Things you should never say to a sexual assault survivor
Sometimes, some things are just better left unsaid.
While some people may get the right things to say, others may end up achieving the complete opposite; and some may just not be as sympathetic towards that person when they need it the most.
One particular situation that could leave one tongue tied is in the case of sexual assault. The growing rape culture within Kenya is extremely worrying and the insensitive responses towards sexual assault and rape is completely baffling at times.
For some it may be that they are unaware of how their words affect that sexual assault survivor but for others it may seem that they couldn’t care less about how their words are perceived or even how that survivor may have gone through and probably still is going through – which is very unfortunate.
Here are some things you should definitely never say to a sexual assault survivor.
Asking for every detail
Asking a survivor to give you every single detail about their rape could only translate one way to them; you don’t believe them.
That kind of skepticism is the last thing that they need at that time. Speaking about it in the first place is hard enough and adding salt to injury by digging deeper into what happened to them doesn’t really help the situation.
It’s up to them to decide whether they want to tell you everything that happened or not so don’t push it.
Are you sure it was rape?
The question itself just sounds absolutely ridiculous. What do you mean, are you sure it was rape? Is there a different definition for forcefully abusing someone? Bottom line is, just don’t say this to a sexual assault survivor.
Excusing the fact that the person may have been raped because they were in a relationship with their perpetrator.
Yes, it is still rape. That person did not consent to it regardless of whether they were in a relationship or not. They did not say ‘yes’.
It is important to note that majority of sexual assaults are done by someone that the person knows. Could be an uncle, auntie, parent, sister cousin, friend, boyfriend or girlfriend.
What were you wearing?
This only comes out as if you’re trying to shift the blame to the survivor. What they wore had nothing to do with them being sexually assaulted. Some people may have been fully covered but still ended up as rape victims.
Did you say no?
Again, it comes out as if you’re trying to partially shift the blame to the victim.
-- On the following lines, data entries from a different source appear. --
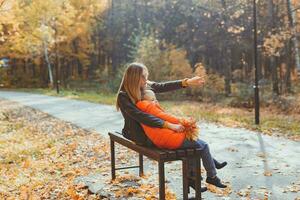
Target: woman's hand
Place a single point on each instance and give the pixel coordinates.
(176, 127)
(196, 81)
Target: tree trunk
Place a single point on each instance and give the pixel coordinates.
(226, 53)
(48, 64)
(292, 22)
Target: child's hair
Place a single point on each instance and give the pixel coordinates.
(148, 95)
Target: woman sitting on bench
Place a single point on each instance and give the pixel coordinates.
(134, 82)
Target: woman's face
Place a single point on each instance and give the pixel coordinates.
(144, 78)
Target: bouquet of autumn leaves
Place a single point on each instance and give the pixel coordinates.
(191, 129)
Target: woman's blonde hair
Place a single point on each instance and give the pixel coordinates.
(131, 82)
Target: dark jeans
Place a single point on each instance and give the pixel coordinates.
(206, 157)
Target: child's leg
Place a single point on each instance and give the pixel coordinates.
(206, 157)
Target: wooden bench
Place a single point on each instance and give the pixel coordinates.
(161, 156)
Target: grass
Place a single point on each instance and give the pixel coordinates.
(281, 123)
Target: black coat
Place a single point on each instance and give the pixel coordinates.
(134, 117)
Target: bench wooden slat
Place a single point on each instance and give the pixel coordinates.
(161, 156)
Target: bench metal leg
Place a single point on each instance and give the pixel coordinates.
(198, 179)
(161, 176)
(113, 160)
(141, 165)
(185, 179)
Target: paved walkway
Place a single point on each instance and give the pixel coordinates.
(259, 164)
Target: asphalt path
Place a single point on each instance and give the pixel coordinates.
(262, 165)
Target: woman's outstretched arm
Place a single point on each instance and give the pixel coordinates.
(175, 85)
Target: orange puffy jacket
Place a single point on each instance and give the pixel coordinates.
(161, 137)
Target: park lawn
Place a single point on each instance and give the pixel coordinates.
(41, 157)
(272, 122)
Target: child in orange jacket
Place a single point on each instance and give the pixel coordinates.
(163, 137)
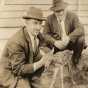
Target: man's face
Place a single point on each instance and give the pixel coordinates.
(33, 26)
(60, 13)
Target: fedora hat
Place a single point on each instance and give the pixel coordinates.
(34, 13)
(58, 5)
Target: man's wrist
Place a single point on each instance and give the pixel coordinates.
(38, 65)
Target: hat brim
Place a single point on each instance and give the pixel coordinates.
(59, 7)
(27, 17)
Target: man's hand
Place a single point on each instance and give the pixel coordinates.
(61, 44)
(47, 58)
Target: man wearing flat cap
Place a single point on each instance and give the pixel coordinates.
(22, 62)
(63, 30)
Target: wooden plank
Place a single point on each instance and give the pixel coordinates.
(83, 7)
(71, 1)
(11, 22)
(84, 20)
(22, 7)
(19, 14)
(28, 1)
(83, 2)
(25, 7)
(6, 33)
(35, 1)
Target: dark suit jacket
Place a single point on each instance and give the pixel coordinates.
(73, 28)
(18, 53)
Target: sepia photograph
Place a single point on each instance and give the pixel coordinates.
(43, 43)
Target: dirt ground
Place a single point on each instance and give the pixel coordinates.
(65, 76)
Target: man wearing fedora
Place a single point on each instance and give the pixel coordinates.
(63, 30)
(22, 62)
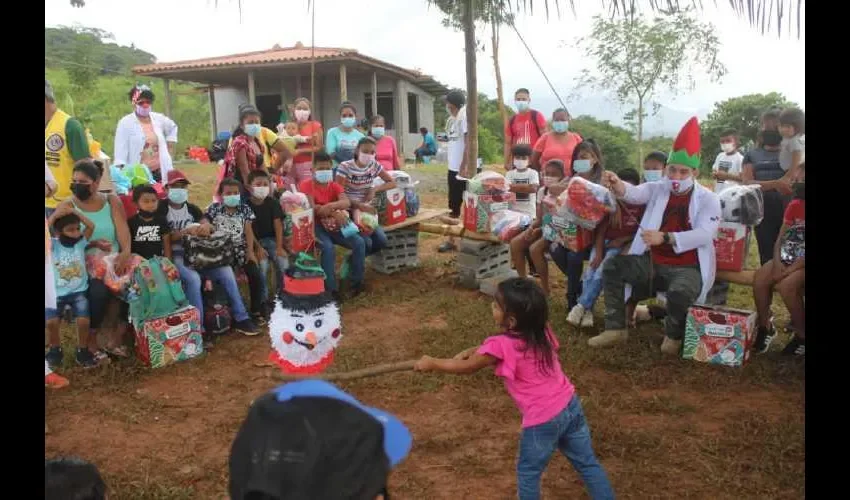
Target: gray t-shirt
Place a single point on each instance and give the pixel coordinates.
(789, 147)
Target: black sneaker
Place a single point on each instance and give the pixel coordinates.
(54, 357)
(797, 347)
(764, 337)
(86, 359)
(246, 327)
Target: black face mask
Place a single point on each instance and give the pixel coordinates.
(67, 241)
(81, 191)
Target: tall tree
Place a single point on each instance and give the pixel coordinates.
(636, 58)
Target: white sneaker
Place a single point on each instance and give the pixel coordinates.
(576, 315)
(609, 338)
(587, 320)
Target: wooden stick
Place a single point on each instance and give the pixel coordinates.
(354, 374)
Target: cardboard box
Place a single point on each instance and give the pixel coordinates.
(303, 236)
(732, 245)
(570, 235)
(478, 209)
(719, 335)
(392, 208)
(171, 338)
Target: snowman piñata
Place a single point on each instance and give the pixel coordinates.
(305, 326)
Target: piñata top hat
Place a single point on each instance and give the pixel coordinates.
(686, 147)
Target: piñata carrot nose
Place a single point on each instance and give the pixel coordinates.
(311, 339)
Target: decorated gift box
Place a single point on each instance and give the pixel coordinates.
(732, 245)
(719, 335)
(478, 209)
(171, 338)
(391, 206)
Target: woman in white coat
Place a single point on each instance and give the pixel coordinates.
(673, 251)
(145, 137)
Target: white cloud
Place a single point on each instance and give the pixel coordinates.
(409, 33)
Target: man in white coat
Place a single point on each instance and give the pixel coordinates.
(673, 251)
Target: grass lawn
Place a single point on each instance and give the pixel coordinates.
(663, 428)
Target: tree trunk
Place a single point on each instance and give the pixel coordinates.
(640, 133)
(500, 92)
(471, 90)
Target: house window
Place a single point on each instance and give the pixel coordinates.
(412, 113)
(385, 108)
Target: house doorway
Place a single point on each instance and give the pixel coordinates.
(269, 106)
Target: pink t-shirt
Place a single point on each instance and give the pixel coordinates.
(551, 148)
(539, 396)
(386, 153)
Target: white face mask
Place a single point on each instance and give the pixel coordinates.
(681, 186)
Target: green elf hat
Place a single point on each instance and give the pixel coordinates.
(686, 147)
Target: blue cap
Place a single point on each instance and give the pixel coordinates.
(397, 438)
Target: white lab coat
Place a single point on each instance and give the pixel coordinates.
(49, 280)
(704, 213)
(130, 140)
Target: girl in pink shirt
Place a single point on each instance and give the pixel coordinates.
(386, 150)
(525, 356)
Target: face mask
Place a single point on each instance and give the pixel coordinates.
(323, 176)
(581, 166)
(178, 196)
(143, 111)
(252, 129)
(560, 127)
(550, 181)
(81, 191)
(652, 175)
(681, 186)
(67, 241)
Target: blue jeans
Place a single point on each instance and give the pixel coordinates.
(78, 302)
(280, 265)
(354, 243)
(571, 264)
(592, 281)
(222, 275)
(567, 431)
(376, 241)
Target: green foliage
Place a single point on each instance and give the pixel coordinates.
(636, 58)
(107, 102)
(89, 51)
(742, 114)
(616, 143)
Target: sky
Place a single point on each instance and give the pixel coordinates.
(410, 34)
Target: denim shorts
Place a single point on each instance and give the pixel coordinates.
(78, 302)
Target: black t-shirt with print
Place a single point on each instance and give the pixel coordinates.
(266, 212)
(146, 237)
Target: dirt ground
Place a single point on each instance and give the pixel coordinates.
(662, 428)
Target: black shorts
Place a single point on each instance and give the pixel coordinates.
(456, 189)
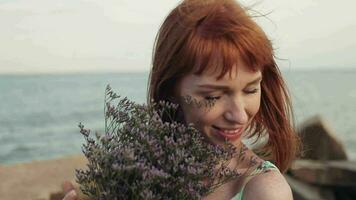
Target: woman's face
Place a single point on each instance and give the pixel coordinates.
(236, 99)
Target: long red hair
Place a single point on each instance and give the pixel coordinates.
(202, 34)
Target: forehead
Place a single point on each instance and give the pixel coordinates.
(239, 74)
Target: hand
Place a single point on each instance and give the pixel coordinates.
(69, 191)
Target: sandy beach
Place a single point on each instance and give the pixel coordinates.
(37, 180)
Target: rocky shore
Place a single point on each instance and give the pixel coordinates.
(39, 179)
(322, 173)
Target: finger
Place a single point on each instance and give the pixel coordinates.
(67, 186)
(72, 195)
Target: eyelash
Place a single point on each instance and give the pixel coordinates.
(254, 91)
(214, 98)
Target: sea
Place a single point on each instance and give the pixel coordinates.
(39, 114)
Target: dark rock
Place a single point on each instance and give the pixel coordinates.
(306, 191)
(319, 141)
(327, 173)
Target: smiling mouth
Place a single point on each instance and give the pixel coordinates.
(229, 134)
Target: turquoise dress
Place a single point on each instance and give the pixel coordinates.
(266, 165)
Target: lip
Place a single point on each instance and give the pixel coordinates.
(228, 133)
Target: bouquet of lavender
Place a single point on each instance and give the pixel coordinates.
(140, 156)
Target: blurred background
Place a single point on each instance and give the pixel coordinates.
(56, 57)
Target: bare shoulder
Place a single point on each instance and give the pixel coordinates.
(268, 186)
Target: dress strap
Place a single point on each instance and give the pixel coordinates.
(266, 166)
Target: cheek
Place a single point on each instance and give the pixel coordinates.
(200, 117)
(253, 105)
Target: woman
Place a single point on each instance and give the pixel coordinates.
(213, 50)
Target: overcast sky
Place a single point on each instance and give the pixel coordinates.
(58, 36)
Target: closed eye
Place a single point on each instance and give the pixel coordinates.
(212, 98)
(253, 91)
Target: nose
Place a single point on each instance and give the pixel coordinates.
(236, 112)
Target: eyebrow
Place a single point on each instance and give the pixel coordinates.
(223, 87)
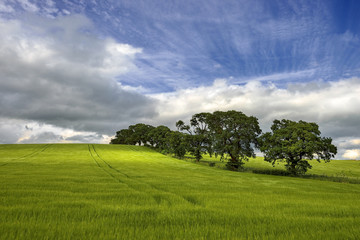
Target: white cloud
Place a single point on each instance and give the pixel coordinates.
(352, 154)
(6, 8)
(334, 106)
(28, 6)
(57, 72)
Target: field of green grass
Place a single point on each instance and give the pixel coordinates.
(81, 191)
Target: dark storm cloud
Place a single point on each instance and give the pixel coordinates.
(59, 74)
(45, 137)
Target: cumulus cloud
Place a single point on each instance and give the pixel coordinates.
(333, 105)
(352, 154)
(45, 137)
(58, 72)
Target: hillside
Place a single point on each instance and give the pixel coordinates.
(81, 191)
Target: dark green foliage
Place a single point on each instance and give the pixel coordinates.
(157, 136)
(235, 135)
(135, 134)
(296, 142)
(198, 138)
(177, 143)
(124, 136)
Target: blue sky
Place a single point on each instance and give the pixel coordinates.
(77, 71)
(187, 43)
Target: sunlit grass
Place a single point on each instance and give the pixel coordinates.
(128, 192)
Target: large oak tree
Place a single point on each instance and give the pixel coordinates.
(296, 143)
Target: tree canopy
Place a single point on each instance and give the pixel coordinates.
(296, 142)
(233, 136)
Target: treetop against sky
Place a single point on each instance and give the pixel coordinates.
(78, 71)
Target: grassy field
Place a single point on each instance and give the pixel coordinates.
(83, 191)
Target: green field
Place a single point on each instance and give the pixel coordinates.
(81, 191)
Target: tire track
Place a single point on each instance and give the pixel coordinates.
(94, 156)
(156, 197)
(36, 152)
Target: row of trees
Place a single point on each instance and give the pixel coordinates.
(234, 136)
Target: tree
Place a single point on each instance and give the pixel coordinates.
(134, 134)
(124, 136)
(296, 142)
(140, 133)
(198, 138)
(157, 137)
(234, 135)
(177, 143)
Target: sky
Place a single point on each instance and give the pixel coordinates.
(78, 71)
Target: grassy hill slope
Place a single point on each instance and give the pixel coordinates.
(82, 191)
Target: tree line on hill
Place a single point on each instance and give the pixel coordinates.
(234, 136)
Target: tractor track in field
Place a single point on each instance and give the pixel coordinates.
(29, 155)
(156, 197)
(98, 163)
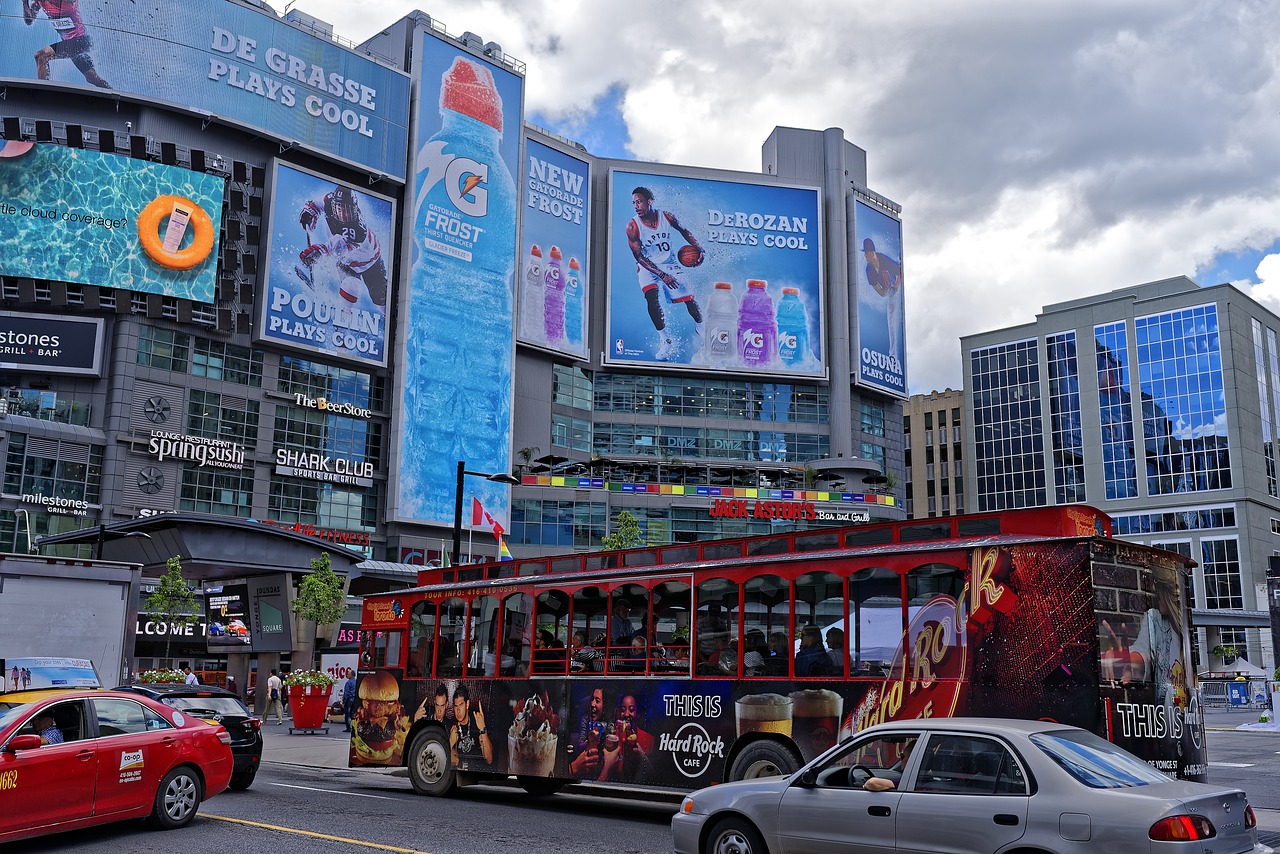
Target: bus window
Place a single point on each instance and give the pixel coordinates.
(716, 628)
(448, 647)
(516, 634)
(483, 636)
(421, 639)
(672, 603)
(590, 635)
(874, 620)
(821, 610)
(767, 626)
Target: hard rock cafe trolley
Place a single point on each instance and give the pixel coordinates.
(685, 665)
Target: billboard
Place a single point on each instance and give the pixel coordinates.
(457, 314)
(877, 261)
(218, 59)
(553, 227)
(716, 274)
(330, 264)
(103, 219)
(50, 345)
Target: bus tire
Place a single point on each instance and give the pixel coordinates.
(540, 786)
(429, 766)
(763, 758)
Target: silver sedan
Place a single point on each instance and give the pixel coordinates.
(960, 785)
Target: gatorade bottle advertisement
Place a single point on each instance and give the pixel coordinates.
(457, 313)
(554, 215)
(714, 274)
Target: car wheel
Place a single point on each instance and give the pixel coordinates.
(734, 835)
(763, 759)
(429, 767)
(177, 799)
(243, 780)
(540, 786)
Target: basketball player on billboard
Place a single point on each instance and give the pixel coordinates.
(74, 42)
(649, 234)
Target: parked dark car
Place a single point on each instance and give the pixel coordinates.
(216, 706)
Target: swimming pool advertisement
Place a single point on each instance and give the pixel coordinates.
(91, 218)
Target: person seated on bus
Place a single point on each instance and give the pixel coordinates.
(812, 660)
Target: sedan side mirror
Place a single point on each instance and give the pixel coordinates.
(22, 743)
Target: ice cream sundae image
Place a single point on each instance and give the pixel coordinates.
(531, 739)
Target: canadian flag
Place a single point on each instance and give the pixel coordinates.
(481, 516)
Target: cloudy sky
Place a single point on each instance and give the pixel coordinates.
(1041, 151)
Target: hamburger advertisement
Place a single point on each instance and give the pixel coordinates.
(379, 724)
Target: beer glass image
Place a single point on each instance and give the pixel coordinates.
(764, 713)
(816, 720)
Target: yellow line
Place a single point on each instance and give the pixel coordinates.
(314, 835)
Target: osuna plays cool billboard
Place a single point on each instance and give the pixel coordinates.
(219, 59)
(330, 266)
(553, 250)
(91, 218)
(877, 269)
(457, 314)
(714, 274)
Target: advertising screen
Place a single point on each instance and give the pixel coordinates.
(553, 250)
(878, 273)
(330, 266)
(51, 345)
(227, 617)
(90, 218)
(457, 314)
(219, 59)
(714, 274)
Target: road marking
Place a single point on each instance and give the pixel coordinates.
(333, 791)
(312, 834)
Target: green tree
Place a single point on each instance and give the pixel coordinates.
(626, 534)
(173, 601)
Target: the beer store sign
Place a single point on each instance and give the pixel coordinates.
(318, 466)
(214, 453)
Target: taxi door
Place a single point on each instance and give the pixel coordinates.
(53, 782)
(136, 749)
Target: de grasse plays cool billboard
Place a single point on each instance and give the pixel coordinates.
(714, 274)
(457, 314)
(552, 278)
(90, 218)
(877, 268)
(220, 59)
(332, 263)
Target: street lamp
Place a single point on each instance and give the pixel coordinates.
(457, 501)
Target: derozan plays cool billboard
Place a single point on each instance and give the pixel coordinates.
(714, 274)
(218, 59)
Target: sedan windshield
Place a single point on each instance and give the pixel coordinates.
(1096, 762)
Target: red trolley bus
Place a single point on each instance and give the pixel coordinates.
(685, 665)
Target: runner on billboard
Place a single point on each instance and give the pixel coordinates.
(336, 227)
(649, 234)
(74, 42)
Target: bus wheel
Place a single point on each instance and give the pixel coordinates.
(429, 767)
(763, 759)
(540, 786)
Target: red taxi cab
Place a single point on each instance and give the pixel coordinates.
(74, 758)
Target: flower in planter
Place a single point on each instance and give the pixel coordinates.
(309, 679)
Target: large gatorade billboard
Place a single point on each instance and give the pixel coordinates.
(91, 218)
(712, 274)
(218, 59)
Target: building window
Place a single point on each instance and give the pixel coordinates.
(1064, 412)
(1221, 572)
(1006, 427)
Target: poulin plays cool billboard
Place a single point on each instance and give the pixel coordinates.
(457, 314)
(714, 274)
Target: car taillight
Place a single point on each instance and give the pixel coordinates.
(1182, 829)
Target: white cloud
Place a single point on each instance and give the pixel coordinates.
(1041, 151)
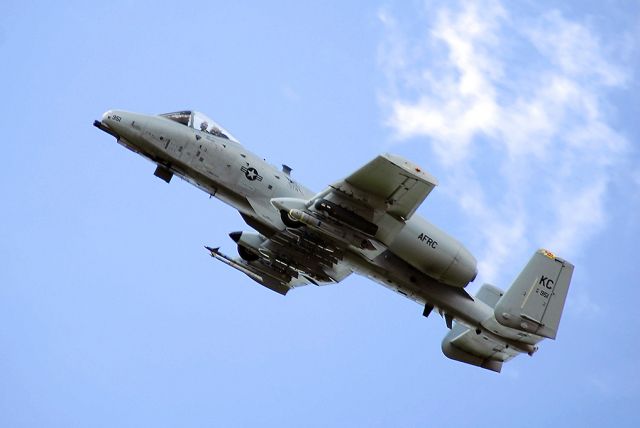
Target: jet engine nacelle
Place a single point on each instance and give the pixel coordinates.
(435, 253)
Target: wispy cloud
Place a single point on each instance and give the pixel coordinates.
(515, 108)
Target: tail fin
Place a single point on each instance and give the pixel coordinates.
(535, 300)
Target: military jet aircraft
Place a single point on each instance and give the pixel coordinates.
(365, 223)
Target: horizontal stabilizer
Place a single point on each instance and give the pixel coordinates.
(463, 344)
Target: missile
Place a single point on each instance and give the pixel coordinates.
(254, 272)
(269, 280)
(342, 234)
(215, 253)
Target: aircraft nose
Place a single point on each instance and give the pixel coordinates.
(107, 116)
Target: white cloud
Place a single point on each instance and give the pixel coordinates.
(513, 108)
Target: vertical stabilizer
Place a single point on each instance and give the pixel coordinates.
(535, 301)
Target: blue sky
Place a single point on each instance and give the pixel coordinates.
(112, 313)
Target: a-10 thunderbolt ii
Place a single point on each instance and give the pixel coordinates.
(365, 223)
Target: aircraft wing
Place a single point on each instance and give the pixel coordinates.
(388, 183)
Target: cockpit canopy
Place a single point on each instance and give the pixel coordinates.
(197, 120)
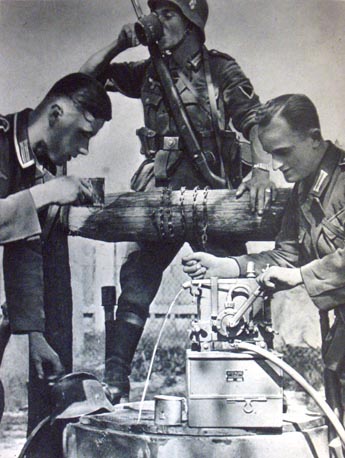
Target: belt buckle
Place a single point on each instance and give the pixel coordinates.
(170, 143)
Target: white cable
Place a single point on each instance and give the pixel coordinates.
(301, 381)
(154, 354)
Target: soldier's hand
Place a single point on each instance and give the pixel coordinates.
(204, 265)
(262, 190)
(280, 278)
(46, 361)
(70, 190)
(127, 37)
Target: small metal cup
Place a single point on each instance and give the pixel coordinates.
(169, 410)
(97, 185)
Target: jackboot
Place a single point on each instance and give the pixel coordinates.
(122, 339)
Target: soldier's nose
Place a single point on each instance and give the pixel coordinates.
(83, 151)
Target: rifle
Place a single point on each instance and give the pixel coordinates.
(148, 29)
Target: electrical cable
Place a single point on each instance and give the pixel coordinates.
(301, 381)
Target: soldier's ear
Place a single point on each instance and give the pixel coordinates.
(54, 114)
(316, 137)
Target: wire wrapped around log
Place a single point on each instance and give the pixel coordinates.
(136, 216)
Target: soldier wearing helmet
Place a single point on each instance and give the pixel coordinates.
(224, 88)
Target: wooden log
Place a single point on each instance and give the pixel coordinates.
(177, 215)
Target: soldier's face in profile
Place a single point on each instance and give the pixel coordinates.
(292, 153)
(174, 25)
(70, 133)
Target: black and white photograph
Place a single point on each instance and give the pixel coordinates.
(172, 229)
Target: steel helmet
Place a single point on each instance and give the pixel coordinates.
(76, 394)
(196, 11)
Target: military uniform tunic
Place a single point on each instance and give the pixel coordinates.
(313, 234)
(23, 264)
(236, 100)
(313, 238)
(19, 219)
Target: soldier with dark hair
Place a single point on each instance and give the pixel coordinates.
(310, 248)
(33, 143)
(214, 91)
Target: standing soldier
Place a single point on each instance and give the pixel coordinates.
(213, 90)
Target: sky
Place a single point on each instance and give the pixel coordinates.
(283, 46)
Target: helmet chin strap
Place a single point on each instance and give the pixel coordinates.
(183, 38)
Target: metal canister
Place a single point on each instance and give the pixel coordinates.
(169, 410)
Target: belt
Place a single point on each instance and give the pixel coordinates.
(151, 142)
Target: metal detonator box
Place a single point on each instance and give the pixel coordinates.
(229, 388)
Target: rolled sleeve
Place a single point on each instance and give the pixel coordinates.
(240, 99)
(126, 77)
(19, 219)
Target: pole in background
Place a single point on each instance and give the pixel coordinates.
(109, 302)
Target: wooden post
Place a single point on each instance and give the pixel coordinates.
(177, 216)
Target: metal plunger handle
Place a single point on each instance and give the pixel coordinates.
(244, 307)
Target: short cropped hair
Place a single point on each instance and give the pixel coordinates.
(86, 92)
(297, 109)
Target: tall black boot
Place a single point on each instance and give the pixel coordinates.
(122, 339)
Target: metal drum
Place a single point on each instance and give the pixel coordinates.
(119, 435)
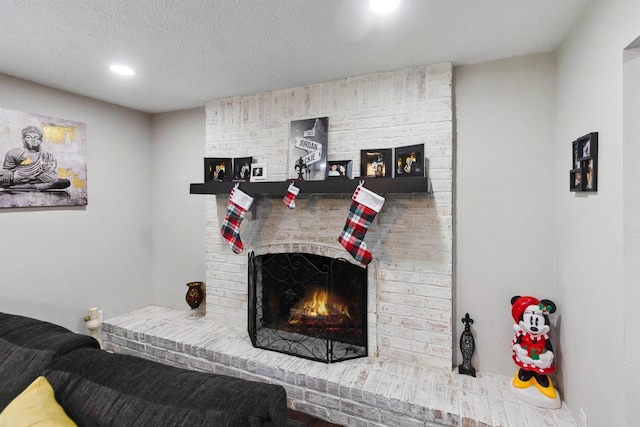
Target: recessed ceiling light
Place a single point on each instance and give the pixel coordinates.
(122, 70)
(384, 6)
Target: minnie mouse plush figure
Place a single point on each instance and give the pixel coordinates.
(532, 350)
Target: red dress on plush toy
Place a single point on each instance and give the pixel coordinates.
(531, 347)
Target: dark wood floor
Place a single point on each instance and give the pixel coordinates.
(308, 420)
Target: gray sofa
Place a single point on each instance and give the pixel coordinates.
(96, 388)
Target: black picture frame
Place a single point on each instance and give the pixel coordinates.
(217, 169)
(309, 142)
(376, 163)
(583, 177)
(409, 161)
(340, 169)
(242, 168)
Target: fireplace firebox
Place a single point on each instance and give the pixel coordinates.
(309, 306)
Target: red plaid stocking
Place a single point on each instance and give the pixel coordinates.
(239, 202)
(366, 204)
(290, 198)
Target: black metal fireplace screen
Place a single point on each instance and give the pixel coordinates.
(310, 306)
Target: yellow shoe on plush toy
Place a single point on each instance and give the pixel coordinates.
(518, 383)
(548, 391)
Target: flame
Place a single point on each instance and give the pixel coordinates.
(318, 304)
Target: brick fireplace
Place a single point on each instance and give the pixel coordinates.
(407, 379)
(410, 285)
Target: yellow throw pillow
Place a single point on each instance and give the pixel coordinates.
(35, 406)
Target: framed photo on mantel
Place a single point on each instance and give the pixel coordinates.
(308, 149)
(217, 169)
(376, 163)
(410, 161)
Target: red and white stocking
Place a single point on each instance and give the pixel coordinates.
(290, 198)
(364, 208)
(239, 203)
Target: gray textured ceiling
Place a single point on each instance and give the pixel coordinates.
(188, 52)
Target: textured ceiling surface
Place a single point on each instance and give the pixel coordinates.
(189, 52)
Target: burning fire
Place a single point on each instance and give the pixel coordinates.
(318, 304)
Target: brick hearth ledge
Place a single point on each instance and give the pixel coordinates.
(366, 392)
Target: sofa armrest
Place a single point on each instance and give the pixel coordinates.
(27, 347)
(103, 389)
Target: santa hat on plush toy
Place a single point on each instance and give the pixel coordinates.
(520, 305)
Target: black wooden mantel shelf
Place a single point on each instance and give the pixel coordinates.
(327, 186)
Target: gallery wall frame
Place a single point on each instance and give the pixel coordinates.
(340, 169)
(258, 172)
(376, 163)
(242, 168)
(409, 161)
(308, 149)
(217, 169)
(583, 177)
Have you had sex since it happened?
None of your business at all.
Did you fight harder?
This is just plain insensitive and a bit tasteless to be honest. Rape survivors already feel bad that they couldn’t fight harder to stop what happened to them so asking them why they didn’t fight harder could basically just be like asking them why they didn’t make sure it didn’t happen to them – not cool.
Why didn’t you report it?
Speaking about sexual assault is not an everyday conversation that one would like to repeat narrating over and over again – unless they choose to and even then, it would still require quite an amount of courage to relive that moment all the time.
So don’t be so quick to pass judgment on rape survivors for not reporting to the authorities at first. It’s not easy.